Ganz so einfach war der Anfang dann aber doch nicht, wie Gysi einwarf. "Als ich das erste Mal von ihm hörte, war er in der DSU (Deutsche Sozial Union, eine rechtskonservative Kleinstpartei, Anm. d. Red.). Das war für mich rechtsaußen. Ich lehnte ihn also zunächst vollständig ab."

Als jedoch immer wieder DDR-Polizisten auf den einstigen SED-Vorsitzenden zukamen, weil sie um ihre Zukunft fürchteten, suchte Gysi das Gespräch mit dem Ex-Innenminister. "Da hab ich festgestellt, der ist da völlig offen. Er hat gesagt: 'Ich hab doch meine Verantwortung für die und die werde ich auch wahrnehmen.' Da war er mir sympathisch."

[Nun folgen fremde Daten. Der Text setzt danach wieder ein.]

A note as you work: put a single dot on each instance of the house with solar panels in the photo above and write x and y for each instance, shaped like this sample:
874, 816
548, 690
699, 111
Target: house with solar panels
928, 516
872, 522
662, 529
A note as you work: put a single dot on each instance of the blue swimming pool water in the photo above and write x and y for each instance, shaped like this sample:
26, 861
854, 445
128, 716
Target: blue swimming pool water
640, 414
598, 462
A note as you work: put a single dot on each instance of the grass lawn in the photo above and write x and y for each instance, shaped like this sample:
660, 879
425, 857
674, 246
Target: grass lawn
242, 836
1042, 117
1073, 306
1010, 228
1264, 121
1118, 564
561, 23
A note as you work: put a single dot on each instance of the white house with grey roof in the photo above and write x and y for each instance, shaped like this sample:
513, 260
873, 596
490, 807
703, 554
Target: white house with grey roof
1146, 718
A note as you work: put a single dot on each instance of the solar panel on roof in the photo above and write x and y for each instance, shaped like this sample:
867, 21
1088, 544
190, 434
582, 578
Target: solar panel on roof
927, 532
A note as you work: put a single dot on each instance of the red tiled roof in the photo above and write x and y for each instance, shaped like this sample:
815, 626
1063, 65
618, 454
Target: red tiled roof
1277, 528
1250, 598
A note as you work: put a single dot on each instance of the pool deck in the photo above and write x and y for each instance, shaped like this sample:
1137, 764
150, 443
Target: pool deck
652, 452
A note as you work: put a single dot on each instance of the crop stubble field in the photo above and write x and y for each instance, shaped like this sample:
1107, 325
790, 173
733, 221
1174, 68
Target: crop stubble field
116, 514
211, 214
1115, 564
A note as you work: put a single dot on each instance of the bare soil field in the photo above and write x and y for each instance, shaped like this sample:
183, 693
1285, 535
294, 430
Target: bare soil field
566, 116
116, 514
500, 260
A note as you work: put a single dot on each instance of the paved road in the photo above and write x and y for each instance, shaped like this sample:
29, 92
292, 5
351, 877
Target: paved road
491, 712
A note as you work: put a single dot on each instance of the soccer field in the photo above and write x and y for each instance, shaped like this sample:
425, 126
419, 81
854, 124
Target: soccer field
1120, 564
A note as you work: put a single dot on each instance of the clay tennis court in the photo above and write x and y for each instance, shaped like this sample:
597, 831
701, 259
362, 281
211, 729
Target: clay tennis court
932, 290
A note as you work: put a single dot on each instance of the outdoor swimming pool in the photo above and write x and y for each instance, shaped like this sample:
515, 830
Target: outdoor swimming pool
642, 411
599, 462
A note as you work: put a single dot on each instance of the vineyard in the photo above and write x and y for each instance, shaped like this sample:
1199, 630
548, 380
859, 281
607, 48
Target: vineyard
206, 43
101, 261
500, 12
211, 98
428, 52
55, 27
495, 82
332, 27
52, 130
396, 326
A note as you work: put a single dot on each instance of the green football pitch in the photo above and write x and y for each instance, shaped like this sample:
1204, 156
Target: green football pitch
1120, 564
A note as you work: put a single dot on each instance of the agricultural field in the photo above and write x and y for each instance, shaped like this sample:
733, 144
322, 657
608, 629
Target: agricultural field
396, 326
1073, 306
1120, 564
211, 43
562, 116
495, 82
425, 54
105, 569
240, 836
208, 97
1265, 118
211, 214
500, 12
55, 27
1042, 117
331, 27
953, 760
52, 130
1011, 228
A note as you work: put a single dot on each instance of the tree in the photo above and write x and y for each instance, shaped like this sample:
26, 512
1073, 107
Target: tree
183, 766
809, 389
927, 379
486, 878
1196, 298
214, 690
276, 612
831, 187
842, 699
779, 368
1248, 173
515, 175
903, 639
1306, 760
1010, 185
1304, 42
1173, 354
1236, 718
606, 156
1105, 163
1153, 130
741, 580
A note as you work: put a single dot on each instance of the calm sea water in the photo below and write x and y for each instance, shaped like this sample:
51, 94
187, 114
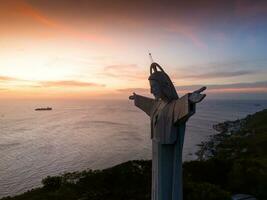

Gysi über die Deutsche Einheit: "Den Osten hat man gedemütigt"

Gekommen war er zusammen mit seinem langjährigen Wegbegleiter Dr. Peter-Michael Diestel (73), seines Zeichens Rechtsanwalt und letzter Innenminister der DDR.
Gekommen war er zusammen mit seinem langjährigen Wegbegleiter Dr. Peter-Michael Diestel (73), seines Zeichens Rechtsanwalt und letzter Innenminister der DDR.  © imago/Star-Media

Diestel war es schließlich, der zusammen mit Wolfgang Schäuble (81) den letzten völkerrechtlichen Vertrag zwischen der DDR und der BRD über den Abriss der Grenzanlagen unterzeichnete. Auch heute setzt er sich noch, genau wie Gysi, für die Deutsche Einheit und mehr Anerkennung für die Menschen aus Ostdeutschland ein.

So mahnte der Rechtsanwalt unter anderem: "Wenn die jetzt eine neue Bundesregierung bilden, gibt es viele tolle Kommissionen. Da ist nicht EIN Ostdeutscher dabei. Die Ostdeutschen bringen den Kaffee für die Leute, die dort reden. So geht es nicht. Ich will einfach sagen, es ist ganz wichtig, dass wir das alte Verständnis, was wir mit der Einheit angestrebt haben, wieder aufbauen."

Sein langjähriger Weggefährte forderte indes: "Man muss einfach mal zugeben, welche Fehler bei der Einheit gemacht wurden. Das wäre auch für die Westdeutschen wichtig gewesen, weil wir dann erlebt hätten, dass durch das Hinzukommen des Ostens sich in vier, fünf Punkten ihre Lebensqualität erhöht hat. Ein solches Erlebnis hatten sie nicht. Und den Osten hat man gedemütigt, indem man gesagt hat, ihr habt nichts anderes zustande gebracht außer eines grünen Abbiegepfeils, dem Sandmännchen und dem Ampelmännchen. Das kann man nun aber vergessen."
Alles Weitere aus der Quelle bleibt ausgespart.